To conclude, there were many highs and a few lows to the newly christened, 2019 edition of Chicago Open Air Presents. The original July offering was probably a bit more stable in terms of weather, as lightning and high winds evacuations have apparently become the norm in the U.S. festival market. That’s fine and well and certainly in the interest of safety, but organizers on the whole should look to more legitimate contingency plans in the future if scheduling during a rainy season—it’s tough to explain to someone driving hundreds of miles (and some flying in) that they won’t be seeing their favorite band because of a thunderstorm, after potentially paying hundreds of dollars to do so. And the bands assembled for the two-day model of COA were stellar across the board, an airtight roster of talent from top to bottom that no one could question.

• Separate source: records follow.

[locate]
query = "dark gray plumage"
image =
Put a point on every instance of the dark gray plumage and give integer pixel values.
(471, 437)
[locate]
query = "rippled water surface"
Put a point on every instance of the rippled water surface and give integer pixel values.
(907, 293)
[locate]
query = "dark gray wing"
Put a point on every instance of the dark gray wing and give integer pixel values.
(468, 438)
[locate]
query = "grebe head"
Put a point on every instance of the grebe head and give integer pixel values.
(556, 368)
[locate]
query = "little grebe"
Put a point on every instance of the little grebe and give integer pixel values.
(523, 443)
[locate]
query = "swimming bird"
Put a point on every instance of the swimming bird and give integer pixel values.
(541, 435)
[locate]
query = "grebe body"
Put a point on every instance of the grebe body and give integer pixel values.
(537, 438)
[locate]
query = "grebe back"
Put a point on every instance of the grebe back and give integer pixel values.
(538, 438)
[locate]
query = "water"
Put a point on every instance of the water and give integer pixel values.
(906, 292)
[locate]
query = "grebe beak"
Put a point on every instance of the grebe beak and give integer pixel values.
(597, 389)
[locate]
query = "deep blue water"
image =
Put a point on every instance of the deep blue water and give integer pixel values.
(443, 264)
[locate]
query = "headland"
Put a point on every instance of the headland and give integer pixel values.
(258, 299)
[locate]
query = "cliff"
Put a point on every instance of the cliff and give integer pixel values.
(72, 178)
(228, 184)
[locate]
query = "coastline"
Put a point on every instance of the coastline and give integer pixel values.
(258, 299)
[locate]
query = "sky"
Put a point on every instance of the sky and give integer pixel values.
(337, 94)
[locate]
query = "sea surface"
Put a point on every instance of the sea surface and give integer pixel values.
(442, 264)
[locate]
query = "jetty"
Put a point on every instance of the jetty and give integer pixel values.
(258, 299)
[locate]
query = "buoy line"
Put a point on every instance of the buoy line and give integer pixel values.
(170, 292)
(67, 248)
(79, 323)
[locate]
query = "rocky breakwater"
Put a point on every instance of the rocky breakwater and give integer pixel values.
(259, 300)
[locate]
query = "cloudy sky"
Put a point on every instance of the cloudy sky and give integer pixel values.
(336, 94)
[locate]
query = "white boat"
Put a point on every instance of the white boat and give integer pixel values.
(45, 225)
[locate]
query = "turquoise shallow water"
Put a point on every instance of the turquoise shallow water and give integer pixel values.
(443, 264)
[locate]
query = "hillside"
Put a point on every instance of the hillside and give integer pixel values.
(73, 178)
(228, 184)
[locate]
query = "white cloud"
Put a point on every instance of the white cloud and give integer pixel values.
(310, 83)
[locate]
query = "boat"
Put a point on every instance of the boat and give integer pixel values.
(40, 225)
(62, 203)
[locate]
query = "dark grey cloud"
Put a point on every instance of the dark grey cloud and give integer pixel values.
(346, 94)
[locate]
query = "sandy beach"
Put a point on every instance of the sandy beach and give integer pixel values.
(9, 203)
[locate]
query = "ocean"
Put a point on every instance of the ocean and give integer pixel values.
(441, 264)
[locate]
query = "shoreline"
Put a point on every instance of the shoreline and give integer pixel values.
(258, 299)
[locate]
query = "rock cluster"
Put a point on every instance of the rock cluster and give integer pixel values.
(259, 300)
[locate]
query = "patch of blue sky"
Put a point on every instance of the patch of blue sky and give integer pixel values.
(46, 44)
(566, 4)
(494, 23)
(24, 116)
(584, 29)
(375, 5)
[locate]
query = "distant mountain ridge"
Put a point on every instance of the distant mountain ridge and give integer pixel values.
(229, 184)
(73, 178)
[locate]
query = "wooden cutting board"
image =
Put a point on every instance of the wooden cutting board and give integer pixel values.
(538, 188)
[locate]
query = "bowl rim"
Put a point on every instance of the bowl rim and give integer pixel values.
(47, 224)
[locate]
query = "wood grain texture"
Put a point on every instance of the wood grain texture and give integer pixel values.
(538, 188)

However, as Day 2 drew to a close and the sun went down over Seat Geek Stadium, it was hard both as a metal fan and a journalist to look at the thrown-together (and incomplete) VIP area and wonder what happened to such a promising festival. The three-day behemoth that was Open Air set a bar so high in 2016 and 2017 that it seemed the U.S. might finally have the foundation of a festival to rival the European greats like Wacken and Download. Perhaps it was not to be. From exorbitant ticket prices in the initial on-sale (especially considering that tickets were literally being given away on Saturday) to the visible extent to which this year’s iteration cut costs in execution and lack of of official Open Air Presents staff on site (no second stage, fewer food and entertainment vendors), it would be a surprise to see Chicago Open Air return—but we’ll cross our fingers. Let’s hope things clear up and they don’t double book against their own festival.